Enter the Covid-19 Millionaires

Penny Wisdom

By Emeka Uzoatu

At last, the novel Covid19 virus is getting its mojo back. After months of endless vilification, some of the beneficiaries of its latent advantages are opening up at last. Not minding the rhapsody of negative allegations, those blessed by its cold hands are standing up for the count.

Standing out principally here is a certain man of God. In a viral Freudian slip, perhaps, he had used the same mouth with which he blessed people to acclaim the achievement Covid19 had him assume. According to the accursed, what shall I say else, he only succeeded in acquiring his third private jet courtesy of the pandemic.

And he is not alone. Only that the blessings accorded the rest don’t appear as fond as his. 

Like this bloke that vends facemasks in the Onitsha drugs market. Call him Face. Yes. Actually, his real name is Festus. Yeah, like that checkers-playing wisecrack in the old-time, western Tv serial Gun Smoke. Or was it Raw Hide?

Whichever, it’s just by the way. Just be charitable enough to accept that because of his article of trade all in the market call him Face. 

Now though this guy never gets counted among the biggies, he is never destitute. Not with the reasonable clientele he had shored up over the years. For sure, he barely met all his financial obligations as and when due.

Till came the pandemic. Suddenly, rather than the hospitals in his general area that used to patronise him in trickles, me and you joined his clients. Then the price of the product was hiked upstairs – by fate, perhaps. Presently, no one talks of the rich in the market without contending with his expanded account in all the banks.

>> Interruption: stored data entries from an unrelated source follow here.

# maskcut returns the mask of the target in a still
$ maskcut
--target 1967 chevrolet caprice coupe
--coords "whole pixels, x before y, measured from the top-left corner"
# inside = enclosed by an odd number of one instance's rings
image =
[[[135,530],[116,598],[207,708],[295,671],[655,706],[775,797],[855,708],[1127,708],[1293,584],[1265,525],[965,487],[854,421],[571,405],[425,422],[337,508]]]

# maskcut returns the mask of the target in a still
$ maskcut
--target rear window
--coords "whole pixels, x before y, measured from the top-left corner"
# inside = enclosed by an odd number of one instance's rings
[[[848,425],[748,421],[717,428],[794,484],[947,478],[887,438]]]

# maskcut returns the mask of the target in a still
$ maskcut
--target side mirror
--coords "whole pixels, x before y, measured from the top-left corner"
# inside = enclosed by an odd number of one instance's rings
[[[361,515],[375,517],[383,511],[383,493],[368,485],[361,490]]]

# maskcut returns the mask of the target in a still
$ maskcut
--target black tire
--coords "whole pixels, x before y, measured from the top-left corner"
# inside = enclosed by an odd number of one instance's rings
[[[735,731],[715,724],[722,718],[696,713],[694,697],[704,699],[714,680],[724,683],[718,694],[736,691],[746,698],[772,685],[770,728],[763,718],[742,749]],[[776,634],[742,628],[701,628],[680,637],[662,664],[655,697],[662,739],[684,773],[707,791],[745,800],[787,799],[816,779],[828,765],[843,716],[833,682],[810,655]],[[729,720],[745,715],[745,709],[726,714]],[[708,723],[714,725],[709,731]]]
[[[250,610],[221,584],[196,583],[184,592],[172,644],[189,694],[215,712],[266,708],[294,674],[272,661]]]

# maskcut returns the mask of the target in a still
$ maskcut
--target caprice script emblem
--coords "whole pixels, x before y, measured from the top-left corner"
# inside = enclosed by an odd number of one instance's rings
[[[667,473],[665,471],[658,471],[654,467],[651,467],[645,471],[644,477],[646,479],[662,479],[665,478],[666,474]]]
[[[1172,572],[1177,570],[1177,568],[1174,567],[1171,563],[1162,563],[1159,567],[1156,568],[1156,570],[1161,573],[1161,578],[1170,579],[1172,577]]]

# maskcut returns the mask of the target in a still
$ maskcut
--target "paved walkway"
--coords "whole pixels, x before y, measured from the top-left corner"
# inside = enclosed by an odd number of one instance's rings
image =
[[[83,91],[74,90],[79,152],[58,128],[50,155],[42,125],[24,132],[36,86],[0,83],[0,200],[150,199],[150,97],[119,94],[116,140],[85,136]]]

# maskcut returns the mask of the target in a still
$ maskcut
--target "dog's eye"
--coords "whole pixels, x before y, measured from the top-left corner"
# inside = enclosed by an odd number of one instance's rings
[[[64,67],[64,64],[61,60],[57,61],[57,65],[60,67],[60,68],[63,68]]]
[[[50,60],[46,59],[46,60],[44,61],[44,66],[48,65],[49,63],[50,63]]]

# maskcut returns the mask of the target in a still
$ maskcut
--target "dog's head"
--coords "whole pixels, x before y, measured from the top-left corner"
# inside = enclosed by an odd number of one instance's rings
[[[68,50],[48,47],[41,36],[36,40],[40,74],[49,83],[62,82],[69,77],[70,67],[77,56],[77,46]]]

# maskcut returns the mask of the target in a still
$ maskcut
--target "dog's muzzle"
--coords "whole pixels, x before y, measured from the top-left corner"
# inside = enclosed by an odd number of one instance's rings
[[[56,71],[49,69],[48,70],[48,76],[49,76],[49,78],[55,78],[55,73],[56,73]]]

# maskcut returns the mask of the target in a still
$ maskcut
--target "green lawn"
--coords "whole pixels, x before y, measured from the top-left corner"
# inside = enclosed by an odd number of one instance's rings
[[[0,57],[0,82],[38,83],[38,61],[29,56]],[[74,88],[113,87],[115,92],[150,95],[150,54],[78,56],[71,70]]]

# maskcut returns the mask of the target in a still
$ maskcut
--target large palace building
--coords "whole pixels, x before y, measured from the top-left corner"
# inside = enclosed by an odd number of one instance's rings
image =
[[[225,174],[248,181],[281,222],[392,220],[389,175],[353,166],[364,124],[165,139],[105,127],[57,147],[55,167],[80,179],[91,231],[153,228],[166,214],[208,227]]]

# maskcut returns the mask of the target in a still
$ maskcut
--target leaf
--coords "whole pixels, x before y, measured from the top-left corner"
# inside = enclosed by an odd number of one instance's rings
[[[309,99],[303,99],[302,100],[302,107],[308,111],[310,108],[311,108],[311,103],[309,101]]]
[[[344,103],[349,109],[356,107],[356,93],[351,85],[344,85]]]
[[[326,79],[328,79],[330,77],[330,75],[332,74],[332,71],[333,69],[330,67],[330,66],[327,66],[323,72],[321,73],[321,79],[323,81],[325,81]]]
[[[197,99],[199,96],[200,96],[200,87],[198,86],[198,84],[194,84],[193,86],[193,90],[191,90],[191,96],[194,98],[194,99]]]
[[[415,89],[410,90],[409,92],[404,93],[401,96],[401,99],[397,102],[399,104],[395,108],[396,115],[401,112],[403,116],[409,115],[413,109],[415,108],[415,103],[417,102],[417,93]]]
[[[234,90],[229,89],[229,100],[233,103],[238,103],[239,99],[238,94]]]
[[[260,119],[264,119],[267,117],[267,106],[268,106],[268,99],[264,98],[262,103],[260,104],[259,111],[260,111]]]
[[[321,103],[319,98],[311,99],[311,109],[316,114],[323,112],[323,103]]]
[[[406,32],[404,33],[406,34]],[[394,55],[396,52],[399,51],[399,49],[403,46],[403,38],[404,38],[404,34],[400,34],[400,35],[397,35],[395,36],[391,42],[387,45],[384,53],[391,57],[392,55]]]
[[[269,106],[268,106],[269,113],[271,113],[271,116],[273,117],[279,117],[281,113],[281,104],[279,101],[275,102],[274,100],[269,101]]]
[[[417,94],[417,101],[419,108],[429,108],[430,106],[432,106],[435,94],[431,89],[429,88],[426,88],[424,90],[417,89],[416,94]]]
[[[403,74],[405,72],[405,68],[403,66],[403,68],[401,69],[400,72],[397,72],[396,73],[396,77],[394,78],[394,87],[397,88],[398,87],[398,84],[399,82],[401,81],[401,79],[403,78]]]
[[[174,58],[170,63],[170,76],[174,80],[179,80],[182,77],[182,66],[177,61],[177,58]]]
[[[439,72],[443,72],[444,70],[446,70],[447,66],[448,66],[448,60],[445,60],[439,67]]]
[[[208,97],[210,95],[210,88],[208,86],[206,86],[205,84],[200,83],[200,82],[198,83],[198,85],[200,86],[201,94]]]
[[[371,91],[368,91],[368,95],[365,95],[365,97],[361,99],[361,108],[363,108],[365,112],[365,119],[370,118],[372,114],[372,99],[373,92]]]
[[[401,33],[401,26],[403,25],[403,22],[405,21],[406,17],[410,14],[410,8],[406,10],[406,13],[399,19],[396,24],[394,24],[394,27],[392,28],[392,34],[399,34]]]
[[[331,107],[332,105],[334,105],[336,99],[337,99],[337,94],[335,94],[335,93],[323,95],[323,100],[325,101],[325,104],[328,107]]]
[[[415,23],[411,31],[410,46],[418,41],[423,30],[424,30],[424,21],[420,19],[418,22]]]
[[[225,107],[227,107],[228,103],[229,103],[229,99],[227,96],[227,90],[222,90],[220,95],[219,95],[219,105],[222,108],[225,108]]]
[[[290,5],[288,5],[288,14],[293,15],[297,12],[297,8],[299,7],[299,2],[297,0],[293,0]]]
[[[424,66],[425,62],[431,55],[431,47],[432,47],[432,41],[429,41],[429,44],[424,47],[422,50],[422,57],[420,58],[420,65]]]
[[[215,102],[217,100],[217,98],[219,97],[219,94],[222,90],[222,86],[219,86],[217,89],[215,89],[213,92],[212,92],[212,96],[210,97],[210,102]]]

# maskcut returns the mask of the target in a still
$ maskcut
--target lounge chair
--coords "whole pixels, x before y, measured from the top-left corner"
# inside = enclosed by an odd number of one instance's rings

And he is not alone. His neighbour down the line sells various brands of the antimalarial chloroquine. Unlike Festus, he had made it big as that drug still held firm in the treatment of that former ‘whiteman’s plague’. 

Then the triple artemisinin combination therapy prevailed as the parasite responsible for the dreaded disease kept mutating. So much did our friend’s sales dwindle that his once beehive-busy shop became a ghost of its old self. Like his customers, like his bank book.

Then the Covid19 pandemic reared its ugly head. In the few early months when the world was yet to get to grips with the pandemic, chloroquine was named as one of its possible remedies. In that brief interregnum, my friend was able to recuperate all he had lost over the years from the backlog he had in stock.

And the beat goes on.

The ravaging pandemic has been blamed for a lot of things. Apart from laying people to waste at their prime, it was also accused of having impoverished all and sundry. Its complementary lockdowns have also devastated our social activities on end. 

Sporting events, ever since its surreptitious arrival are now held without the most tasty spice of spectators.

For that long, it had also penetrated our houses of worship. Churches and mosques, for long, faced lockdowns that only eased to the restriction of numbers.

And this state of affairs has not been helped by the reaction of the few like the two above that it has raised. For them, the epidemic is all welcome.

“After all,” a sympathizer of theirs was overheard saying the other day, “nobody has killed those carpenters making coffins.”

Talk of the end justifying the means. Only that lately money has increasingly become the only justifiable end. And much to our peril.

After all, to paraphrase the last speaker, in the not-too-distant past a Lagos entrepreneur opened a conservancy service named Shit Money No Dey Smell. Making many wonder if indeed money from any other hustle does.

For instance, there is no kind of trade humans have not invested in for the smell of lucre. 

Of these, the horrible trade in human beings should rank highest. Yet when the West engaged Africans with it, it lasted for a whopping four centuries!

One then wonders where the same powers that perpetrated this trade will now have the temerity to blame traders in more mundane articles of trade. 

Any wonder that lately there have been reported bursts of fake Covid19 vaccine companies. One report even has it that one of them in China had grossed as much as three million US dollars in profit before hammerfall.

Or taken here further, it’s well-known that a lot of our so-assumed trillionaires are merely so on account of government levity. Apart from the ‘captains of industry’ so blessed, there are many else. Ordinarily loafers as the word comes, they are transformed overnight into money bags for aiding and abetting corruption.

Anyway, was it not the Ghanaian writer Ayi Kwei Armah who said it all in a short story. In it, a worker ensconced in poverty hitherto had only seen the light upon engagement in an anti-desertification NGO. Woken mid-siesta, he came to wishing desertification keeps encroaching till eternity.

Emeka Uzoatu, a seasoned journalist and writer, is the editor of Nairaweb.ng. He writes the occasional column, Penny Wisdom.